Se entiende que para la familia es una víctima de las decisiones de alguien que se rindió ante sus instintos más hedonistas, pero ¿en realidad se busca que una persona reciba ayuda, o más bien que renazca un ciudadano ejemplar? Se exige que no falle, que no recaiga, que no vuelva a hablar de su pasado; que sea fuerte, responsable, productivo, agradecido. Pero no se da permiso para que dude, para que llore, para que se sienta frágil. Es como si dar una segunda oportunidad implicara que ya no tienes derecho a fallar. A recaer.

¿Cómo esperamos que la gente se rehabilite si el mero hecho de haber recibido ayuda es mal visto? Se firman carpetas de vergüenza, se esconden tratamientos, se ocultan historias. Se teme el qué dirán, se teme perder el respeto de los demás, se teme que lo relacionen con debilidad, con fracaso. Celebramos cada que alguien vence una enfermedad del cuerpo, pero castigamos cuando alguien luchó contra sus circunstancias. No debería causar vergüenza si alguien decidió cuidarse, enfrentar sus demonios, decidir sanar.
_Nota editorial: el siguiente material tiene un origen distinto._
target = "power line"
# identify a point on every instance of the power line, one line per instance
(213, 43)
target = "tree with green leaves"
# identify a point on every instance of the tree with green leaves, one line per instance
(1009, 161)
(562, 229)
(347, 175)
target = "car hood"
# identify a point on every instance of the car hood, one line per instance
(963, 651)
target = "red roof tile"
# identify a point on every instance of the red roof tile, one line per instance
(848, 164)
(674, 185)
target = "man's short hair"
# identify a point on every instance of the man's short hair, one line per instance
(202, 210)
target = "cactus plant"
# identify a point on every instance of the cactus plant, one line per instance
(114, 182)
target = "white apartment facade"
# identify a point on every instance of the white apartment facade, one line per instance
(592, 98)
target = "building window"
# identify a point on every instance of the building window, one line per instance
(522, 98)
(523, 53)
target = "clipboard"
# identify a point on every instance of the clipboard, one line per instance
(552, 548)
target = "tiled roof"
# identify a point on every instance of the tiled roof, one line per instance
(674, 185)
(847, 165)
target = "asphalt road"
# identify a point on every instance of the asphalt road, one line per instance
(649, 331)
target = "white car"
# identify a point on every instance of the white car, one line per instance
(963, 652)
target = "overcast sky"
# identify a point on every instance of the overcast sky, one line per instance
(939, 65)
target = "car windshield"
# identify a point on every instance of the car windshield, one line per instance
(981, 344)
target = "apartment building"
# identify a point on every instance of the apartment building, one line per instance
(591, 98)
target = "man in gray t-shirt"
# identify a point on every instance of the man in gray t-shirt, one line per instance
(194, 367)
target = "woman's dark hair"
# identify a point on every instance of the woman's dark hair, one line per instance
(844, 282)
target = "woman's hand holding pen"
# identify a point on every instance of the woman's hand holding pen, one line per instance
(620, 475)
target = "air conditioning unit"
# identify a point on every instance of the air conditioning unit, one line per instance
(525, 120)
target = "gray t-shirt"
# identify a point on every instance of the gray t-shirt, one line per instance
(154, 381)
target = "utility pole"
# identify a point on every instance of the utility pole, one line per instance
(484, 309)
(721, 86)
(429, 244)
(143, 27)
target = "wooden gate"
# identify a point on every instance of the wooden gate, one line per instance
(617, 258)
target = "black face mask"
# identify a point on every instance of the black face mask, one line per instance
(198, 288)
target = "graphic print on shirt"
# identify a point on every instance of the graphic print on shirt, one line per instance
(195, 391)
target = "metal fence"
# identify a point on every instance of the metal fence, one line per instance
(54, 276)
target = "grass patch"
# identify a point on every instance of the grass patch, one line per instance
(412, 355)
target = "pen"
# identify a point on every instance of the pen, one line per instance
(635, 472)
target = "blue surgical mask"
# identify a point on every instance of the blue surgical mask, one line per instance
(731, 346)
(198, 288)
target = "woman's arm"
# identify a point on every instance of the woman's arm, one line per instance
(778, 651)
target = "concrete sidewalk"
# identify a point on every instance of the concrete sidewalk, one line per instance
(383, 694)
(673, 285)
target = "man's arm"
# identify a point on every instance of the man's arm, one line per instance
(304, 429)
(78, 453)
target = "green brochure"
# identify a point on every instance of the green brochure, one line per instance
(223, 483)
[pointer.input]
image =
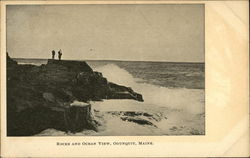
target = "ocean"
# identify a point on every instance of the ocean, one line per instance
(173, 93)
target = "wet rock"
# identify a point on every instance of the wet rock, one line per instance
(40, 97)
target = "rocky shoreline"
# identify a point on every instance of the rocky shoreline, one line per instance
(53, 95)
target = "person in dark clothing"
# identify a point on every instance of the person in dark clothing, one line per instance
(53, 54)
(60, 54)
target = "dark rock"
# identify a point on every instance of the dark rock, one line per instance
(39, 97)
(138, 121)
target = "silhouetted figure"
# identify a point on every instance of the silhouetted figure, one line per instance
(53, 54)
(60, 54)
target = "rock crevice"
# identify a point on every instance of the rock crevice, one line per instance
(40, 97)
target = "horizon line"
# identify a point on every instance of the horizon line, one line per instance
(114, 60)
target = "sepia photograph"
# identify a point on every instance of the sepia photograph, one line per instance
(105, 70)
(124, 78)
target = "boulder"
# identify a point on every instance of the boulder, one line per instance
(51, 96)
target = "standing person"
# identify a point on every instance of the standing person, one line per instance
(60, 54)
(53, 54)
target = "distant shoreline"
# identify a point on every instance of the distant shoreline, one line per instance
(115, 60)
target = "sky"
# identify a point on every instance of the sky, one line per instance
(163, 32)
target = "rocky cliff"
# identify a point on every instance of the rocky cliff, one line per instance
(41, 97)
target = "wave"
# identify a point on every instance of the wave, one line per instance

Y ¿qué significa “ser normal” realmente después de una rehabilitación? No significa olvidar lo vivido. No significa reemplazarlo con una fachada de perfección. Ser normal puede ser aceptar que hay días difíciles, aceptar que a veces hay recaídas, que a veces duele más; significa reconocer que esa persona tiene cicatrices, que lleva consigo aprendizajes, que ha cambiado, que a veces camina despacio, pero camina. Llevar una vida normal implica construir, poco a poco, rutinas saludables: dormir, comer bien, cuidar la mente, buscar apoyo si lo necesitas, rodearte de gente que entienda, que no juzgue.

También implica reconectar con uno mismo: recuperar pasatiempos, recuperar sueños, recuperar la capacidad de asombro. Y, sobre todo, tener paciencia. Porque no se vuelve normal de la noche a la mañana. Porque reconstruir la confianza, reconstruir el amor propio, reconstruir la relación con los otros y con uno mismo lleva tiempo. Tiempo para sanar lo visible, y tiempo, quizá mucho más largo, para sanar lo invisible.

El estigma, la vergüenza, la culpa: todo eso entorpece muchísimo ese camino. Quienes han pasado por procesos de rehabilitación cargan con una marca que no se ve, pero los siguen a donde vayan. Sienten que no valen, que lo que hicieron antes define lo que serán siempre. Que haya recaídas no significa fracaso, sino que el proceso continúa, que hay pendientes internos que tomar.

Para llevar una vida lo más cercana posible a una “vida normal”, es necesario generar espacios de apoyo: terapeutas, grupos de amigos verdaderos, espacios donde se pueda hablar sin tapujos de lo que pasó. Es imprescindible aprender a aplicar herramientas: manejar estrés, reconocer señales de crisis, pedir ayuda cuando sea necesario. Que la familia y quienes rodean entiendan que rehabilitarse no es olvidar, sino integrar lo vivido, transformarlo. Que no se trate de renunciar al pasado, sino de asumirlo como parte de la historia propia, y con ello construir algo nuevo.

Al final, llevar una vida normal después de rehabilitación no es volver a lo de antes, sino encontrar una nueva normalidad. Una normalidad más auténtica, más consciente, donde cada error pueda sanar, cada caída pueda levantarse, cada día pueda vivir con dignidad, no con temor. Porque la verdadera normalidad es la libertad de ser uno mismo con sus sombras, con sus luces y con su historia resignificada.